Sources:
Treize années à la cour de Russie: Le tragique destin de Nicolas II et de sa famille, pages 138 to 144, by Pierre Gilliard, 1921
Thirteen Years at the Russian Court, pages 166 to 171, by Pierre Gilliard, translated by F. Appelby Holt, 1921
The account:
L'impératrice et les grandes-duchesses faisaient de temps en temps de courtes visites au G. Q. G. Elles logeaient dans leur train, assistaient au déjeuner de l'empereur et prenaient part à nos promenades. Le tsar, en échange, dînait chez l'impératrice et, quand il le pouvait, passait une partie de la soirée avec les siens. Les grandes-duchesses appréciaient fort ces visites à Mohilef, — toujours trop brèves à leur gré, — qui venaient apporter un petit changement à leur vie monotone et austère. Elles y jouissaient de beaucoup plus de liberté qu'à Tsarskoïé-Sélo. ...
Malheureusement la vie à Mohilef apportait un sérieux retard aux études d'Alexis Nicolaïévitch; en outre, elle était nuisible à sa santé. Il y recevait des impressions trop nombreuses et trop violentes pour une nature aussi délicate que la sienne. Il devenait nerveux, distrait, incapable de tout travail fructueux. Je fis part de mes observations à l'empereur. Tout en reconnaissant leur bien-fondé, il m'objecta que ces inconvénients étaient compensés par le fait qu'Alexis Nicolaïévitch perdait sa timidité et sa sauvagerie naturelles et que du spectacle des misères auxquelles il aurait assisté, il garderait, sa vie durant, une horreur salutaire de la guerre. Mais plus notre séjour au front se prolongeait, plus je me rendais compte du préjudice qui en résultait pour le tsarévitch. Ma position devenait difficile et à deux ou trois reprises j'avais dû intervenir très énergiquement auprès de l'enfant. J'eus le sentiment que l'empereur ne m'approuvait pas entièrement et qu'il ne me soutenait pas autant qu'il aurait pu le faire. ...
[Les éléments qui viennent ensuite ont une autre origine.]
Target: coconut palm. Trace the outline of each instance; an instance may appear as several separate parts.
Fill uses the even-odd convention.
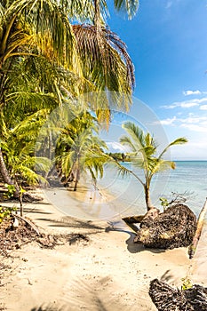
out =
[[[158,146],[149,132],[145,133],[142,129],[131,122],[123,124],[123,128],[128,135],[121,137],[120,142],[129,148],[131,160],[135,166],[143,171],[144,179],[134,171],[129,171],[118,163],[119,169],[123,174],[131,173],[141,183],[145,191],[146,205],[149,211],[154,207],[150,199],[150,185],[153,176],[167,169],[175,169],[175,163],[164,160],[163,156],[171,146],[185,144],[187,140],[183,137],[179,138],[157,155]]]
[[[61,105],[66,97],[86,91],[123,92],[127,100],[118,101],[115,97],[114,103],[121,102],[127,107],[134,84],[132,64],[124,44],[106,29],[104,22],[101,31],[98,30],[95,20],[96,17],[104,20],[105,1],[97,3],[94,9],[92,4],[92,0],[1,2],[0,106],[4,108],[7,128],[14,121],[14,125],[22,121],[21,111],[22,115],[25,112],[29,115],[45,104]],[[123,5],[115,3],[118,9]],[[80,30],[72,26],[68,18],[87,20],[91,28],[83,25]],[[107,110],[109,122],[110,102],[106,103],[104,109],[102,103],[100,107],[96,103],[94,109],[100,119],[103,116],[101,111]],[[7,117],[10,112],[12,118]],[[3,155],[0,148],[0,171],[4,181],[11,184],[12,180],[4,163],[5,152],[4,149]]]
[[[107,145],[95,134],[95,122],[89,113],[83,113],[62,131],[57,144],[57,162],[66,182],[75,181],[74,191],[83,173],[89,172],[94,183],[99,174],[103,175],[107,161],[103,148],[107,149]]]

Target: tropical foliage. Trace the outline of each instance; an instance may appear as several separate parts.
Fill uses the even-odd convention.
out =
[[[57,165],[66,184],[75,181],[74,191],[84,172],[91,174],[94,183],[98,175],[103,175],[107,145],[99,138],[98,132],[97,120],[85,112],[73,119],[60,135]]]
[[[120,171],[124,175],[131,173],[141,183],[145,191],[145,201],[147,210],[153,208],[150,198],[150,185],[155,174],[168,170],[175,169],[175,163],[163,159],[167,150],[175,145],[181,145],[187,142],[186,138],[179,138],[171,142],[159,155],[158,146],[154,137],[149,133],[145,133],[143,130],[131,122],[123,124],[127,135],[121,137],[120,142],[129,148],[128,155],[135,167],[141,169],[144,172],[144,178],[138,176],[132,171],[129,171],[118,163]]]
[[[138,1],[115,1],[115,7],[131,18]],[[110,100],[85,100],[99,121],[109,122],[111,105],[128,108],[133,66],[125,44],[107,28],[107,16],[105,0],[1,1],[0,171],[4,182],[15,185],[16,196],[17,176],[37,180],[33,169],[40,163],[34,157],[39,110],[47,108],[46,117],[68,99],[107,90],[115,92]]]

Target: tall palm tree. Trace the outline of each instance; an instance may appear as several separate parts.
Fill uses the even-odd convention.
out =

Dès mon arrivée à Tsarskoïé-Sélo, l'impératrice me fît appeler et j'eus avec elle un long entretien au cours duquel je m'efforçai de lui montrer les graves inconvénients qui résultaient pour Alexis Nicolaïévitch de ces longs séjours au front. Elle me répondit que l'empereur et elle s'en rendaient bien compte, mais qu'ils estimaient qu'il valait mieux sacrifier momentanément l'instruction de leur fils, au risque même de nuire à sa santé, que de le priver du bénéfice qu'il retirait d'autre part de sa vie à Mohilef. Elle me dit, avec une franchise qui m'étonna, que l'empereur avait tant souffert toute sa vie de sa timidité naturelle et du fait qu'ayant été tenu trop à l'écart il s'était trouvé, à la mort subite d'Alexandre III, fort mal préparé à son rôle de souverain, qu'il s'était promis d'éviter avant tout ces mêmes fautes dans l'éducation de son fils. Je compris que je me heurtais à une résolution bien arrêtée dans l'esprit des souverains et que je ne parviendrais pas à la modifier; il fut convenu néanmoins que les leçons d'Alexis Nicolaïévitch reprendraient d'une façon plus régulière à partir du mois de septembre et que je serais secondé dans mon travail.
Notre conversation terminée, l'impératrice me retint à dîner, j'étais ce soir-là le seul invité. Après le repas, nous sortîmes sur la terrasse; c'était une belle soirée d'été calme et chaude. Sa Majesté s'était étendue sur sa chaise longue et tricotait, ainsi que deux de ses filles, des vêtements de laine pour les soldats. Les deux autres grandes-duchesses travaillaient à l'aiguille. Le principal sujet de notre conversation fut naturellement Alexis Nicolaïévitch sur les faits et gestes duquel elles ne se lassaient pas de me questionner. Je passai ainsi une heure en leur compagnie dans ce cadre simple et paisible, mêlé tout à coup à l'intimité de cette vie familiale où l'étiquette ne m'avait permis de pénétrer que d'une façon si incomplète et si rare. ...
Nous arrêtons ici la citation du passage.